The most “real” moment of the Extreme Home Makeover concerned the family’s thirteen-year-old boy. (Keep in mind, this kid is a micro-town preacher’s kid in B.F.E. Oklahoma and for some reason the designer decided to decorate his room in a scary urban-ghetto chic reminiscent of the set of Rent.). The boy walks in to his new bedroom and looks around with an expression of amused revulsion, definitely not undiluted gratitude. In his face we see what filtered TV prefers to temper—no matter how sentimental or sordid you arrange the clips, real life, in context and without editing, is complex and occasionally boring. We pray never to be forced to the edges of human experience. The extremes are what happen to other people, people who not anything like us.

4 responses to “Reality swap”

  1. MF says:

    This post made me laugh out loud! Not at the television programming you describe, but at the vision of another traveling professional glued to the tv in the hotel room. I turn the tv on when I’m traveling, too. Katie Couric and Matt Lauer? Yes. Raymond? Yes. Dr. House? Yes. American Idol? Yes. All of it.

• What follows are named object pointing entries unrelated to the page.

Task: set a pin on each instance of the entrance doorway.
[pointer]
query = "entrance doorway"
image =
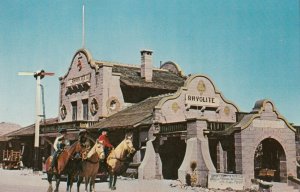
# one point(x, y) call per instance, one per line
point(270, 161)
point(172, 153)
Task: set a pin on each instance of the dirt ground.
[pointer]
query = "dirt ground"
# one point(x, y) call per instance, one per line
point(27, 181)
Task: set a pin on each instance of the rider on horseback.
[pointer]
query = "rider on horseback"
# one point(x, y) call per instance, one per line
point(59, 145)
point(84, 142)
point(103, 138)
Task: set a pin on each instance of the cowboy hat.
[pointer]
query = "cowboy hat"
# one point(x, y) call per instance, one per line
point(82, 131)
point(62, 130)
point(103, 129)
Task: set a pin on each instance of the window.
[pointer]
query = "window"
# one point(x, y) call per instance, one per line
point(74, 111)
point(85, 107)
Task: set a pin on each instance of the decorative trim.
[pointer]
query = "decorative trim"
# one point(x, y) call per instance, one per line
point(113, 104)
point(94, 106)
point(63, 112)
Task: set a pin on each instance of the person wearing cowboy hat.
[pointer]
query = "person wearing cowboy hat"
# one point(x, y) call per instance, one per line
point(103, 138)
point(84, 142)
point(59, 145)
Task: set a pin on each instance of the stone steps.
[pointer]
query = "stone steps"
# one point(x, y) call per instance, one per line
point(283, 187)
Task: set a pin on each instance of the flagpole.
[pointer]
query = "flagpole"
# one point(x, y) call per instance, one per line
point(83, 40)
point(37, 123)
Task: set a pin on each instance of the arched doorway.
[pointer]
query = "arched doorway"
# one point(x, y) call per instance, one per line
point(172, 153)
point(270, 161)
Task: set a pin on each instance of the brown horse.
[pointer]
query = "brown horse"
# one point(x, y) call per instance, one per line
point(62, 162)
point(90, 167)
point(118, 160)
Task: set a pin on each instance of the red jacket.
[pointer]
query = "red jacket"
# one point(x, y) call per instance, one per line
point(105, 141)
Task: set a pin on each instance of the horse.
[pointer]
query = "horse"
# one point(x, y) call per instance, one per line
point(90, 167)
point(118, 160)
point(62, 162)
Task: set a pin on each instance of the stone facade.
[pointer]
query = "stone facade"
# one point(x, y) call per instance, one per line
point(267, 123)
point(188, 117)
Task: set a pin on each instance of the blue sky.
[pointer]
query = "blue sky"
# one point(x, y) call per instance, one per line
point(249, 48)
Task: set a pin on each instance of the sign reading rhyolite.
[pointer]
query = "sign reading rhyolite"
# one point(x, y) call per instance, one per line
point(198, 100)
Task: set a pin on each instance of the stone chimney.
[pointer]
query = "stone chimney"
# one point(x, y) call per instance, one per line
point(146, 65)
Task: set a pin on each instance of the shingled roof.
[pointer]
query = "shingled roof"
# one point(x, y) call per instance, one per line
point(137, 114)
point(162, 79)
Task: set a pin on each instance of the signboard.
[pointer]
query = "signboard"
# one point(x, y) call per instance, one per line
point(198, 100)
point(223, 181)
point(268, 123)
point(79, 80)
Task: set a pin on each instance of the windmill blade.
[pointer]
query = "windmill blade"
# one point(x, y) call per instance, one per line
point(26, 73)
point(47, 73)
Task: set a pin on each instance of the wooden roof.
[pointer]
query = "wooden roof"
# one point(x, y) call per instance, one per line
point(133, 116)
point(162, 79)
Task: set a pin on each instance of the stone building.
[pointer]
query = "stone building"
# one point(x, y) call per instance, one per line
point(177, 121)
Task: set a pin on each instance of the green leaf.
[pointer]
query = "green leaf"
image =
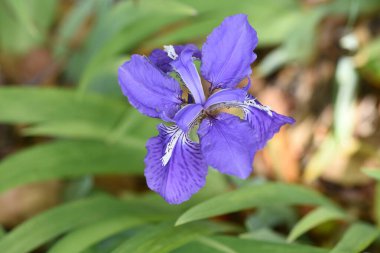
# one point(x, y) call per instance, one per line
point(313, 219)
point(165, 237)
point(225, 244)
point(377, 204)
point(34, 105)
point(254, 196)
point(69, 159)
point(52, 223)
point(84, 237)
point(271, 216)
point(357, 238)
point(264, 234)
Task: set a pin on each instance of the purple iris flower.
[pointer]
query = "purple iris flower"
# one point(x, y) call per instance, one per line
point(176, 162)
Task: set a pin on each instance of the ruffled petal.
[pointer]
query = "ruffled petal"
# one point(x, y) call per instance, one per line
point(226, 97)
point(228, 52)
point(227, 144)
point(161, 59)
point(187, 116)
point(264, 122)
point(148, 89)
point(185, 67)
point(175, 167)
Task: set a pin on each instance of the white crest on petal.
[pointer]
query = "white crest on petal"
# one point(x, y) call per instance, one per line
point(252, 102)
point(169, 49)
point(171, 144)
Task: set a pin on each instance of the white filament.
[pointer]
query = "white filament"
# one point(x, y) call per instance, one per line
point(170, 51)
point(252, 102)
point(170, 147)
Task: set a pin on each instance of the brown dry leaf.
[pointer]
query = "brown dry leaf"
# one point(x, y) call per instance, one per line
point(24, 202)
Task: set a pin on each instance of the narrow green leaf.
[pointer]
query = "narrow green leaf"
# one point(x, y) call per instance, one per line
point(313, 219)
point(69, 159)
point(34, 105)
point(165, 237)
point(254, 196)
point(377, 204)
point(225, 244)
point(84, 237)
point(357, 238)
point(50, 224)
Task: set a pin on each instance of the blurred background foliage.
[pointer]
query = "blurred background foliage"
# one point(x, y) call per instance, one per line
point(72, 149)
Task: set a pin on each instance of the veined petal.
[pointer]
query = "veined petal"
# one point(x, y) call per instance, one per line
point(185, 67)
point(161, 59)
point(148, 89)
point(227, 144)
point(187, 116)
point(228, 52)
point(264, 122)
point(175, 167)
point(226, 97)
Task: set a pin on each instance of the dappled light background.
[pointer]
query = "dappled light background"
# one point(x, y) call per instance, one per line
point(68, 135)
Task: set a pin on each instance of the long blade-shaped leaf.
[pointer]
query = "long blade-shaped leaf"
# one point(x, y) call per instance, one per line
point(69, 159)
point(224, 244)
point(313, 219)
point(165, 237)
point(254, 196)
point(54, 222)
point(82, 238)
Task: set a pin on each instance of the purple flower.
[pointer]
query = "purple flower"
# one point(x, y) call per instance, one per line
point(176, 164)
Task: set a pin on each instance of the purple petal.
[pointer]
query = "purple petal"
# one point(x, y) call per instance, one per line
point(148, 89)
point(226, 97)
point(175, 167)
point(160, 58)
point(185, 67)
point(227, 144)
point(228, 52)
point(186, 117)
point(264, 122)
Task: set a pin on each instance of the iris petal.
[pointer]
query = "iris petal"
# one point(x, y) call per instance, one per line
point(148, 89)
point(228, 52)
point(179, 175)
point(226, 97)
point(186, 117)
point(227, 144)
point(264, 122)
point(160, 58)
point(185, 67)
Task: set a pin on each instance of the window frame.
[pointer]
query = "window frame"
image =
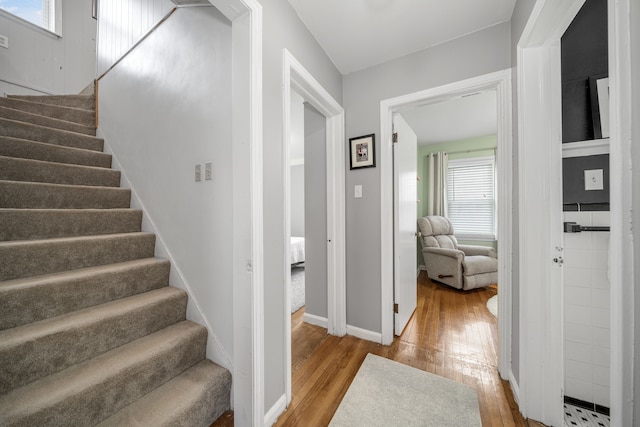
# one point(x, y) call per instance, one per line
point(475, 161)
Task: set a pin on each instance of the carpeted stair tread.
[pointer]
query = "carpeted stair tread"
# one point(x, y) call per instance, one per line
point(22, 130)
point(86, 102)
point(26, 149)
point(35, 195)
point(13, 169)
point(75, 115)
point(36, 119)
point(28, 258)
point(91, 391)
point(33, 351)
point(35, 224)
point(36, 298)
point(197, 398)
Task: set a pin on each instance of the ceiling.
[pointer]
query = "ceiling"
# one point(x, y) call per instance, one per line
point(467, 117)
point(357, 34)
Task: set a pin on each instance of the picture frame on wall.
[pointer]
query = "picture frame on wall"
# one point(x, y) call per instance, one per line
point(362, 151)
point(599, 95)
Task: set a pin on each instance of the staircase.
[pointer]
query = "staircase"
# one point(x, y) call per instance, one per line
point(90, 331)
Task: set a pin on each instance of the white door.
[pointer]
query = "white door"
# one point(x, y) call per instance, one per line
point(404, 222)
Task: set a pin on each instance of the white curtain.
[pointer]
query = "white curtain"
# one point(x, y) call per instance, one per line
point(438, 165)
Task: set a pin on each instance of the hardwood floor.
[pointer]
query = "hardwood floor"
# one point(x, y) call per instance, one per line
point(451, 334)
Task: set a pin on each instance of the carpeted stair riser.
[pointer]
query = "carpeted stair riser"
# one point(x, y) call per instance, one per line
point(37, 298)
point(75, 115)
point(33, 224)
point(202, 395)
point(85, 102)
point(31, 352)
point(36, 119)
point(25, 149)
point(35, 257)
point(90, 392)
point(12, 169)
point(27, 195)
point(32, 132)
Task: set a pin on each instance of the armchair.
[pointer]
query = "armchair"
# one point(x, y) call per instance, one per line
point(459, 266)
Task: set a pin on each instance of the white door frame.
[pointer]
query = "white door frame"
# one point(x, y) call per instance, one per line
point(297, 77)
point(501, 82)
point(248, 229)
point(541, 379)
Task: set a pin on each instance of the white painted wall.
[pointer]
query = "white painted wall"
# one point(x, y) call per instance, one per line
point(123, 23)
point(479, 53)
point(282, 29)
point(587, 296)
point(159, 124)
point(38, 62)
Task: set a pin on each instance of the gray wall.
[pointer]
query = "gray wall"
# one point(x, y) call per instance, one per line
point(282, 28)
point(519, 19)
point(635, 111)
point(315, 212)
point(479, 53)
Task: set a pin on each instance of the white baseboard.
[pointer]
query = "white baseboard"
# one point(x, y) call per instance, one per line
point(276, 410)
point(364, 334)
point(514, 388)
point(215, 351)
point(316, 320)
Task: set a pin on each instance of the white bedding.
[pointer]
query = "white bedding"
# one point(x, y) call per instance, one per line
point(297, 250)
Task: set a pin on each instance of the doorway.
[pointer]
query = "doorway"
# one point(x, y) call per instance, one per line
point(298, 79)
point(501, 83)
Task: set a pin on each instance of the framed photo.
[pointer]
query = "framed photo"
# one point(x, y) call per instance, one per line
point(362, 150)
point(599, 91)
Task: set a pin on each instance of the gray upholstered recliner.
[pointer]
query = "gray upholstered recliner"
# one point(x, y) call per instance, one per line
point(460, 266)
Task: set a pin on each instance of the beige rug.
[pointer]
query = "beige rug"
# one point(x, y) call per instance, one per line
point(387, 393)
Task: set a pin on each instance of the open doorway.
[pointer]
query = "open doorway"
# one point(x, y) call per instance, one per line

    I’m guessing it’s like you say… No family or dog to compete for my time and a need for a little comfort.

    Great post.

  2. kevin sprinkle says:

    i spent almost 13 months in alabama last year only coming home like every other weekend. i rarely turned the TV on except for important sporting events (no..not texas hold em on ESPN 5) and my fav Myth Busters although i must say that ESPN SportsCenter at 5am is comforting when one is stumbling around the room…another good post

  3. p: i’ve seen the other version of the wife swap show. i can’t remember what it’s called. but it actually worked quite well the one episode i saw: the self-absorbed tribeca father of bratty tribeca teenagers went to some hellhole trailer house in the south with fat kids on the couch eating potato chips and playing nintendo all day. they taught him to slow down a little, to savor simple things, like steak on the rusty bbq or playing football with the kids. meanwhile, the redneck dad is trying to plan a bat mitzvah in manhattan. he tells the family they’ve all gone out of their minds, can’t believe how much money they’re spending on a party for a bratty teenager, and is put in charge of making a budget for the affair. he actually pulled it off. if i remember this right (i probably saw it in a hotel years ago; i can’t imagine when else i would have seen it) they all came to appreciate one another and everything worked out by the end — not only that, but both fathers returned to the homes of origin having a new appreciation for the families they had and a desire to change things at home to. it was downright schlocky.

    are you still in LA this week? have we missed you??